Fra le persone invitate, spiccava una donna dal sorriso pronto e dalla
parola arguta: era Wangari Maathai, che volentieri aveva voluto
partecipare all’evento, perché aveva frequentato la nostra scuola
elementare nel 1952 e aveva avuto come insegnanti proprio le missionarie
della Consolata».
Ed ecco il ricordo commosso di Wangari Maathai: «Sono venuta qui all’età
di dodici anni, in questo luogo dove siamo ora; dormivo nel dormitorio
che ancora si vede nell’area dietro al podio. Poi sono andata alla
Loreto School di Limuru per le scuole superiori e infine all’università
negli Stati Uniti, dalle suore Benedettine. Quindi ha fatto tutto il mio
percorso formativo dalle suore. E ciò che sono oggi si fonda in modo
particolare su quanto ho ricevuto negli anni della mia fanciullezza, da
quelle insegnanti che non potrò mai dimenticare».

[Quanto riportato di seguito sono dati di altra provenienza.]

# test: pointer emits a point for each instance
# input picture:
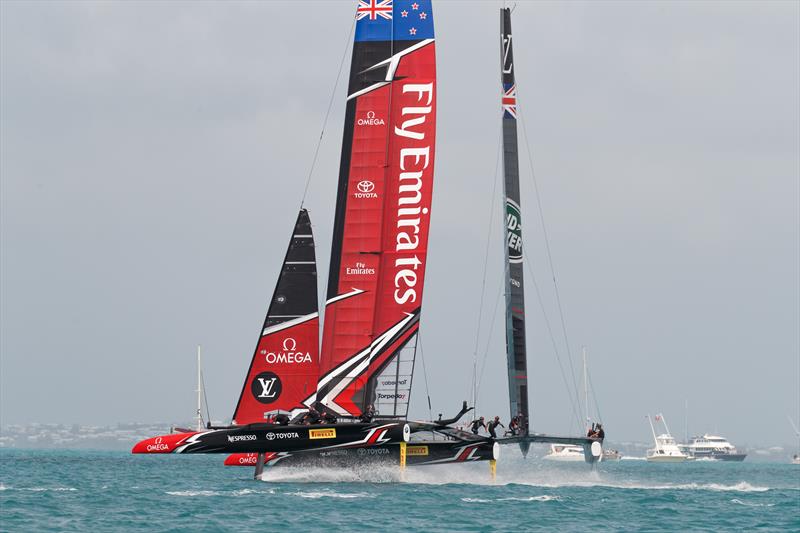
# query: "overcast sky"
(153, 156)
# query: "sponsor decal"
(414, 167)
(418, 451)
(335, 453)
(266, 387)
(513, 231)
(508, 64)
(360, 269)
(393, 396)
(365, 189)
(327, 433)
(290, 354)
(371, 120)
(157, 446)
(392, 383)
(372, 451)
(240, 438)
(281, 436)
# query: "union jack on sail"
(374, 9)
(510, 99)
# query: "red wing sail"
(284, 369)
(383, 205)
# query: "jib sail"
(383, 210)
(283, 372)
(514, 287)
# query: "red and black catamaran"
(375, 285)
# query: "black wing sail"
(514, 287)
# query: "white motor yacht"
(712, 447)
(666, 449)
(565, 452)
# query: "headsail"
(284, 369)
(514, 288)
(383, 209)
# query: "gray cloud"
(154, 155)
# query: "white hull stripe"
(354, 292)
(289, 323)
(392, 63)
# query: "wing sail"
(514, 286)
(383, 205)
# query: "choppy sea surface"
(114, 491)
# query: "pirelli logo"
(328, 433)
(417, 450)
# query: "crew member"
(328, 417)
(367, 415)
(476, 425)
(513, 426)
(493, 424)
(312, 417)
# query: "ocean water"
(114, 491)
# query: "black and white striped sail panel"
(380, 238)
(283, 372)
(514, 286)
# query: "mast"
(514, 288)
(199, 393)
(586, 390)
(382, 216)
(653, 429)
(664, 421)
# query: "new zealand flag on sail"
(411, 20)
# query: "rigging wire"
(547, 248)
(425, 374)
(205, 397)
(327, 113)
(594, 398)
(489, 339)
(475, 379)
(554, 343)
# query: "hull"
(564, 458)
(737, 457)
(667, 458)
(273, 438)
(417, 454)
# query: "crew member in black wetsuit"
(328, 417)
(513, 427)
(368, 413)
(312, 417)
(599, 432)
(476, 425)
(493, 424)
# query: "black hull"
(273, 438)
(417, 454)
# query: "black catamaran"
(348, 399)
(514, 288)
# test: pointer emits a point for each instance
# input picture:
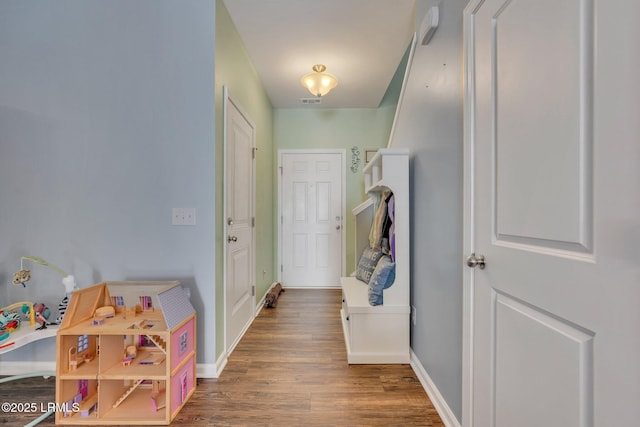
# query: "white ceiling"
(360, 41)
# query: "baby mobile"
(42, 312)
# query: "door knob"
(474, 261)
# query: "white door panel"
(552, 319)
(311, 202)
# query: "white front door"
(553, 205)
(311, 210)
(239, 223)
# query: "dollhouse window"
(184, 343)
(146, 303)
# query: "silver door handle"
(473, 261)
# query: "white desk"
(24, 335)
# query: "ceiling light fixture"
(319, 83)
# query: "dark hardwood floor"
(290, 369)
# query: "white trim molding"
(207, 370)
(21, 367)
(445, 412)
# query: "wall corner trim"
(446, 414)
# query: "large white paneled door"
(239, 222)
(553, 205)
(311, 218)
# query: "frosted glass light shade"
(319, 83)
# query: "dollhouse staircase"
(159, 342)
(127, 393)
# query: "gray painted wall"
(106, 123)
(430, 124)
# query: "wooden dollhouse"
(126, 354)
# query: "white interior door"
(239, 223)
(554, 207)
(311, 207)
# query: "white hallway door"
(239, 223)
(552, 134)
(311, 210)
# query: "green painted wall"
(365, 128)
(234, 70)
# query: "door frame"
(343, 187)
(227, 98)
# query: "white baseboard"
(446, 414)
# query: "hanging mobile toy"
(22, 277)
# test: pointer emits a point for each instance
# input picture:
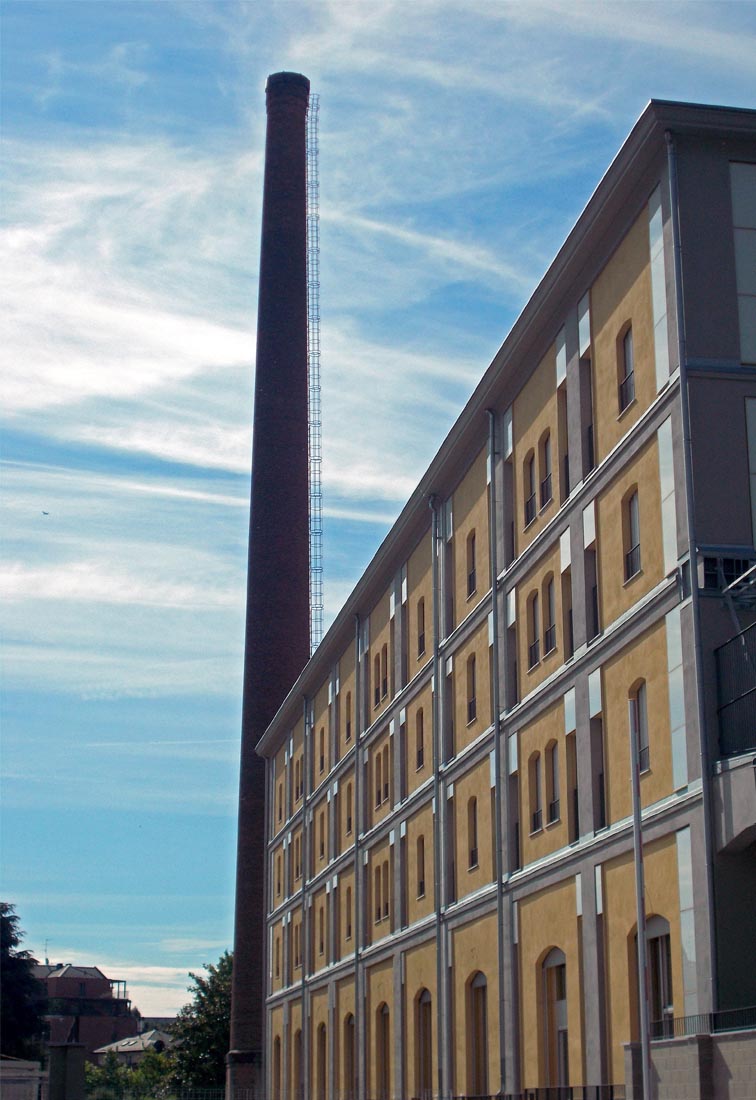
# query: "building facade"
(450, 867)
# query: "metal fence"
(704, 1023)
(736, 685)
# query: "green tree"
(203, 1027)
(20, 996)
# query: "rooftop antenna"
(315, 420)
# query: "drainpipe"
(496, 743)
(358, 924)
(685, 408)
(438, 900)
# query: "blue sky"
(458, 145)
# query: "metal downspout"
(358, 925)
(440, 947)
(304, 1069)
(685, 406)
(496, 744)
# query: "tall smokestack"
(277, 587)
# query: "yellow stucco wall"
(478, 646)
(416, 776)
(546, 920)
(620, 925)
(473, 952)
(646, 659)
(419, 824)
(473, 784)
(380, 636)
(622, 293)
(419, 586)
(535, 737)
(419, 974)
(616, 594)
(470, 509)
(536, 413)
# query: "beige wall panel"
(344, 1008)
(473, 950)
(320, 1070)
(380, 923)
(473, 784)
(380, 785)
(381, 634)
(417, 776)
(294, 1026)
(617, 595)
(419, 974)
(346, 931)
(470, 512)
(297, 766)
(320, 729)
(318, 829)
(478, 647)
(420, 825)
(549, 920)
(646, 659)
(622, 293)
(419, 586)
(534, 738)
(620, 926)
(347, 681)
(536, 413)
(529, 679)
(380, 990)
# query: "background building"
(451, 881)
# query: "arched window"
(297, 1081)
(472, 583)
(349, 1058)
(529, 487)
(631, 532)
(545, 457)
(472, 704)
(534, 782)
(472, 832)
(625, 369)
(638, 723)
(533, 630)
(478, 1036)
(420, 627)
(549, 616)
(552, 780)
(424, 1046)
(321, 1051)
(276, 1068)
(383, 1052)
(556, 1046)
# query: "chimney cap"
(283, 78)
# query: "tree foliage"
(20, 1003)
(203, 1029)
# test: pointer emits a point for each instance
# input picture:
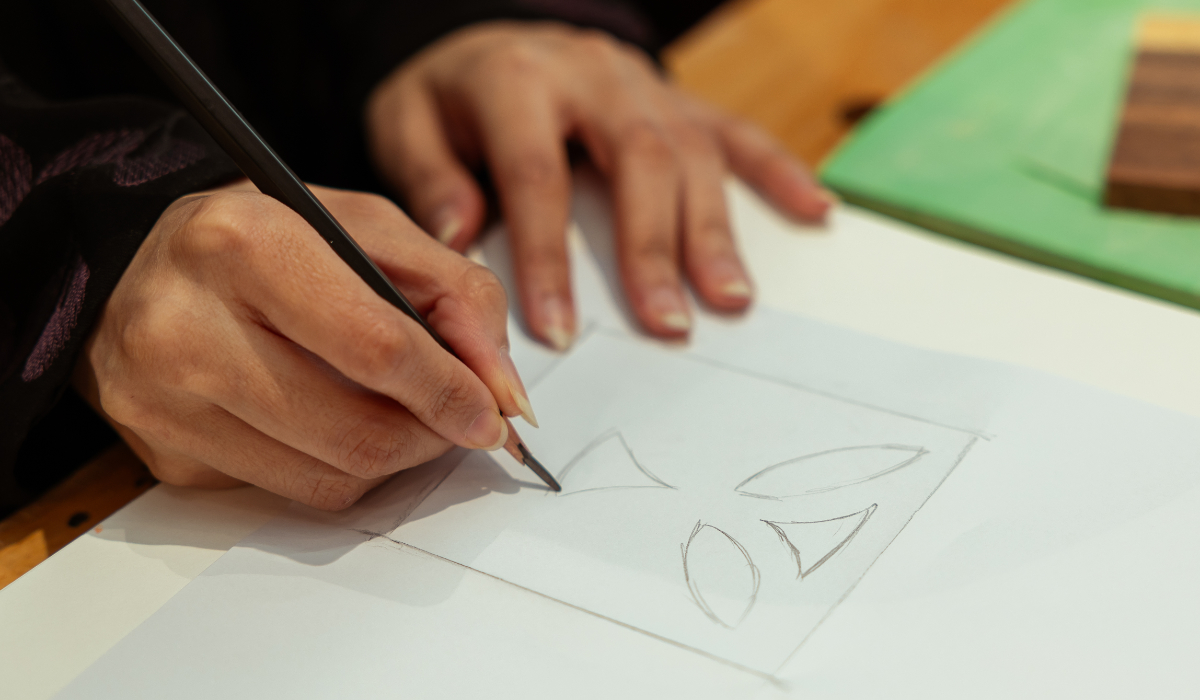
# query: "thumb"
(413, 153)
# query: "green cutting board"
(1006, 145)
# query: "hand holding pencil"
(239, 348)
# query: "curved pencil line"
(604, 437)
(919, 453)
(796, 554)
(756, 578)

La Maathai ha messo poi l’accento sul significato che ha avuto per lei
la missione: consolare e riconciliare. «Siamo parte dell’ambiente - ha
detto - e dobbiamo consolare e riconciliarci con l’ambiente... Per
favore, continuiamo a piantare alberi, a costruire terrazze per evitare
l’erosione che distrugge e porta via il terreno fertile, a ridare vita
alle nostre foreste».
La sua battaglia per la conservazione dell’ambiente ha trovato, proprio
nei giorni della sua agonia, piena sintonia con ciò che Benedetto XVI ha
detto, lo scorso 22 settembre, al Parlamento di Berlino: «L’importanza
dell’ecologia è ormai indiscussa. Dobbiamo ascoltare il linguaggio della
natura e rispondervi coerentemente. Ma esiste anche un’ecologia
dell’uomo. Anche l’uomo possiede una natura che deve rispettare e che
non può manipolare a piacere.
L’uomo non è soltanto una libertà che si crea da sé. Egli è spirito e
volontà, ma è anche natura, e la sua volontà è giusta quando egli
rispetta la natura, la ascolta e quando accetta se stesso per quello che
è. Proprio così e soltanto così si realizza la vera libertà umana».
Queste parole sono un richiamo e un monito per tutti noi. Che attenzione
e cura abbiamo della natura? Che rispetto abbiamo dei luoghi in cui
viviamo? Non solo i nostri ambienti naturali, ma anche le nostre città
sono sporche e trascurate. Persino le meravigliose opere d’arte e i
monumenti di cui è ricchissimo il nostro Paese sono spesso imbrattati o
assediati dalla spazzatura.
Non è questo un indice di noncuranza e menefreghismo? Da parte di tutti:
autorità e singoli cittadini.
Tutto questo degrado non rivela forse il disagio di un Paese allo
sbando, senza regole, valori e rispetto del creato, di ciò che ci
circonda e anche delle persone? Che cosa potrebbe rimproverarci o
stimolarci a fare oggi una donna come Wangari Maathai se camminasse per
le strade delle nostre città in paese che si dice “civile”?